Whittier Boulevard to See Up to $1 Million in Streetscape Improvements
Complaints about the condition of Whittier Boulevard are common among youth that regularly walk from the southern end of Boyle Heights to Roosevelt High School and back. And they’re only one of several groups of schoolkids that must cross and/or move along Whittier on a daily basis — a handful of schools and recreational centers straddle the three-quarters of a mile between Lorena and Soto Streets.
The fast-moving and heavily trafficked boulevard serves as a cut-through connection for those commuting or transporting goods between East L.A., downtown, and beyond. So, crossing it on two feet can be hazardous. Drivers tend not to slow down for folks trying to use the crosswalk at Orme, for example, and can take corners quickly in their eagerness to get to the freeways.
The way in which the street alternates almost randomly between industrial, residential, commercial, and school zones can make things even more uncomfortable for pedestrians. Some sections of sidewalk are pleasant and active, while others are in poor condition, are poorly lit, and are strewn with debris and trash. Students who must walk the lengthy underpass where the 60 Freeway stretches diagonally over Whittier have reported being disconcerted by feeling so isolated, especially when they have been hassled by homeless folks struggling with mental health and/or substance abuse issues.
The street could use some help, in other words. And help appears to be on the way.
On January 20, the City Council approved Councilmember Jose Huizar’s motion to use up to $1 million in bond monies to launch a redesign of the corridor between Boyle Avenue and Indiana Street.
It’s an investment that is long overdue.
Years ago, under the Community Redevelopment Agency, Whittier was one of several corridors targeted for redevelopment as part of the Adelante Eastside Redevelopment Project. Streetscape improvements planned included repaving, signage, landscaping and tree planting, benches, trash receptacles, better driveways and curb cuts, parking improvements, alley improvements, community identification efforts (banners, design projects, etc.), street lighting, facade treatments, and so forth. And that was only part of the multi-million dollar effort planned to shore up existing industrial and commercial ventures in the area and attract new ones — specifically in the biotech field — as a way to provide jobs for the community. Other components of the plan included the building of affordable housing, promotion of home ownership, and support of local businesses and new entrepreneurs. (See more on the plans, here, and public comment and concerns about the project, particularly the biotech aspect, here.)
Unfortunately, when the CRA was finally dissolved in 2012, so was the ability of the project to move forward. And the money for long-awaited improvements slated for Whittier and Cesar Chavez was suddenly out of reach.
While Huizar and the city were able to secure funds for improvements along Cesar Chavez (to be implemented beginning in 2017), funds for improvements along Whittier had remained elusive.
For this reason, in October of last year, when Huizar introduced a motion to council asking that $1,000,000 in excess bond funds from the CRA/LA be used both for improvements that would make the corridor friendlier for all modes of transportation as well as extensive community outreach and the pursuit of grant funding so that a wider set of improvements could be implemented.

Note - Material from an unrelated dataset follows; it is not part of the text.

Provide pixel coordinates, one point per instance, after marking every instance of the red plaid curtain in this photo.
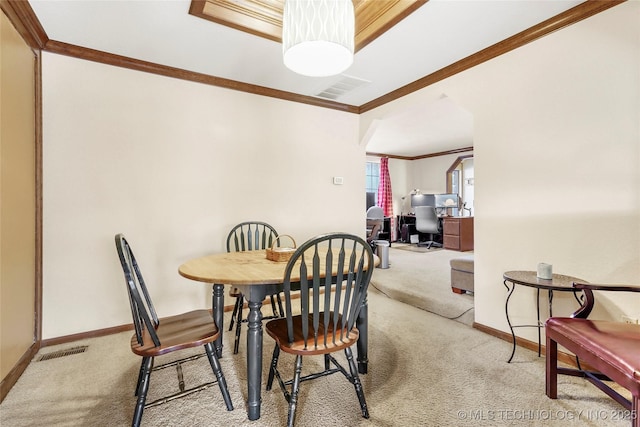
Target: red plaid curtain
(385, 197)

Citing the safety concerns of both business owners and residents along the corridor in his motion, Huizar concluded, “It is important for the city to invest in both the short and long-term needs of the corridor to ensure the street continues to thrive.”
The motion passed through the Economic Development committee on January 16 and was approved by the full council on January 20.
What will come next is unclear. Because there had been an effort underway to design improvements prior to the dissolution of the CRA, there had been some outreach conducted along the corridor as well as a study by an Urban Land Institute (ULI) Technical Assistance Panel in 2010. Their recommendations include giving the unique sections of the corridor their own identity: a gateway to Whittier Blvd. at Boyle; amenities, job training, and recreational facilities that will help formalize an “educational superblock” at Soto; an enhanced commercial environment at Lorena; and a gateway to Boyle Heights from East L.A. at Indiana.
What is clear is that the improvements in overall livability along the corridor will be tied as much to enhancing safety and infrastructure along the street as they will to the arrival of jobs, affordable housing, and other investments in the existing community and residents.
But the pedestrian environment is a good place to start.